Good times or bad, Gov. Nathan Deal warns state agencies each summer not to plan on getting any more money to spend in the coming year.

This time around he may have a good reason. Most if not all of the new tax money the state will take in next year is likely spoken for as another huge teacher pension bill comes due and school and health care costs continue to rise.

“Any growth we are going to see is going to be eaten up naturally,” said House Appropriations Chairman Terry England, R-Auburn. “It’s all got a name and a number beside it.”

Teresa MacCartney, the governor’s budget director, sent out budget instructions Tuesday making it clear to state agency directors that most shouldn’t ask for anything new when they develop their spending proposals for the upcoming year.

“We will continue to put investing in our citizens and the long-term fiscal health of our state first and foremost,” she wrote in a memo obtained by The Atlanta Journal-Constitution. “This includes fully funding our pension obligations, continuing to invest in transportation infrastructure and fully funding growth needs in our education and human services/mental health systems.

“To ensure we are able to fund these priorities, agencies are to maintain (fiscal year) 2018 spending levels for agency programs.”

The state’s latest budget year, fiscal 2018, began July 1.

State agencies will spend the next couple of months developing spending plans for the upcoming fiscal year and then submitting them to Deal for his consideration. The governor will present his budget proposal to the General Assembly in January.

The latest instructions are similar to the ones agencies have received ever since Deal took office in 2011.

But a lot has changed since then. Deal became governor when Georgia was still feeling the impact of the Great Recession, when teachers and state employees were still being forced to take furloughs to help make ends meet.

Now Deal will be writing a budget — his final one before leaving office — after several years of economic growth during which tax collections rose faster than in many states across the county.

Collection for the fiscal year that ended June 30 increased $930 million, or 4.5 percent. The state is projecting further growth this year, and Deal has squirreled away more than $2 billion in reserves.

However, the Nelson Rockefeller Institute of Government, the public policy research arm of the State University of New York, is projecting weak tax collections nationally. The National Association of State Budget Officers reported earlier this year that nearly half the states were making budget cuts.

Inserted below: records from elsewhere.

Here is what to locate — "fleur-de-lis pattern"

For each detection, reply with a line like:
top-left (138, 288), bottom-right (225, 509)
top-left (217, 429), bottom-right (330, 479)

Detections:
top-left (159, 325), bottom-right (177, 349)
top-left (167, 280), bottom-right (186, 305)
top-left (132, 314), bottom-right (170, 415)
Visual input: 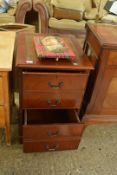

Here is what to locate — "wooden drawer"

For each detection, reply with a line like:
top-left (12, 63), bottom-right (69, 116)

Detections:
top-left (22, 72), bottom-right (88, 92)
top-left (22, 90), bottom-right (84, 109)
top-left (23, 110), bottom-right (85, 152)
top-left (23, 137), bottom-right (80, 153)
top-left (0, 106), bottom-right (6, 127)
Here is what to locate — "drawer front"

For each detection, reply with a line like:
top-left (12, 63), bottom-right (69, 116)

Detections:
top-left (22, 91), bottom-right (84, 109)
top-left (107, 50), bottom-right (117, 66)
top-left (23, 137), bottom-right (80, 153)
top-left (0, 75), bottom-right (4, 105)
top-left (23, 73), bottom-right (88, 92)
top-left (0, 106), bottom-right (5, 127)
top-left (23, 123), bottom-right (85, 141)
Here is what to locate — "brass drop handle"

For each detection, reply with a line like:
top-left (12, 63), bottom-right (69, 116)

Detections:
top-left (48, 130), bottom-right (60, 137)
top-left (48, 81), bottom-right (64, 89)
top-left (46, 144), bottom-right (59, 151)
top-left (48, 99), bottom-right (61, 107)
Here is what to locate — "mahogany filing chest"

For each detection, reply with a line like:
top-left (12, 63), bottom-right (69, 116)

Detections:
top-left (16, 34), bottom-right (93, 152)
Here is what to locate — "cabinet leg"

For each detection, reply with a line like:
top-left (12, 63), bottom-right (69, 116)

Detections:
top-left (5, 126), bottom-right (11, 145)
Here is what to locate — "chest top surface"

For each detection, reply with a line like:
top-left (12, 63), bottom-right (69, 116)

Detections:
top-left (0, 31), bottom-right (15, 71)
top-left (87, 23), bottom-right (117, 48)
top-left (16, 33), bottom-right (93, 71)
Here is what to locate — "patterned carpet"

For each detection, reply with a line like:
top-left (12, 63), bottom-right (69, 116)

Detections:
top-left (0, 120), bottom-right (117, 175)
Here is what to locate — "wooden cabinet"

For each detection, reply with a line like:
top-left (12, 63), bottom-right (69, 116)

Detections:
top-left (16, 34), bottom-right (93, 152)
top-left (0, 32), bottom-right (15, 144)
top-left (84, 24), bottom-right (117, 123)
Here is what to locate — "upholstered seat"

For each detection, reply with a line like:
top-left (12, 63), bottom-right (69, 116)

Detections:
top-left (33, 0), bottom-right (115, 33)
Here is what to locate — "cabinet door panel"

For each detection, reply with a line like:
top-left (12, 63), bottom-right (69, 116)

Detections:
top-left (93, 69), bottom-right (117, 115)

Georgia, traditionally late going into an economic downturn and late coming out of one, isn’t immune to the national trend, officials say.

“I kind of am of the mind that we’re going to start seeing a little bit of a slowdown,” England said.

That may mean, say, 2 percent to 3 percent growth in collections instead of 4.5 percent, which can make the difference between a small raise for 200,000 teachers and state employees next year and no raise at all.

Every year much of the state’s growth in revenue is used up by a corresponding growth in the cost of Medicaid — the public health care program for the poor and disabled — k-12 schools and colleges. Public schools and colleges are funded using a per-student formula, and enrollment, particularly in k-12 schools, always goes up in Georgia. Each student carries a corresponding increase in school costs for the state.

In addition, the state faces another huge bump in payments to the Teacher Retirement System, which covers about 400,000 teachers, University System of Georgia employees and retired educators.

During the past legislative session, Georgia lawmakers raised the alarm when they had to provide an extra $223 million to help boost the financial security of the system. Next year that figure could hit $400 million, likely the largest one-year infusion in state history.

The “employer,” or government, contribution rate into the fund — a percentage of employee payroll — will have more than doubled since 2012.

The $400 million would have been enough to provide teachers with their biggest raises since at least the 1990s and would be more than twice what’s needed to fill holes left by “austerity cuts” that have been included in education budgets for more than a decade. Teacher groups, however, say the pension program is a great tool to attract and keep talented educators, so it’s worth the cost.

Lawmakers will want to be able to offer teachers and state employees some kind of pay raise next year, if for no other reason than 2018 is an election year in which several lawmakers are running for higher office. The race to replace Deal, for instance, so far includes four state lawmakers and the lieutenant governor, who is the Senate president.

The Republican-led General Assembly would also like to leave town next spring having cut taxes, always a plus on the campaign trail in Georgia. Efforts to cut the state income tax last year failed in the final hours of the 2017 session. Reducing taxes would cut into the state’s revenue in coming years, and Deal has not championed recent moves to reduce the top income tax rate.

Kelly McCutchen, the president of the conservative Georgia Public Policy Foundation and a longtime proponent of reducing the state’s 6 percent top income tax rate, isn’t counting on a big tax cut, even in an election year like 2018.

“I don’t expect tax reform, but you could set the table for 2019, when there is a new administration,” he said. “It’s very hard to predict. Based on history, there is going to be a lot of talk about it and nothing will happen.”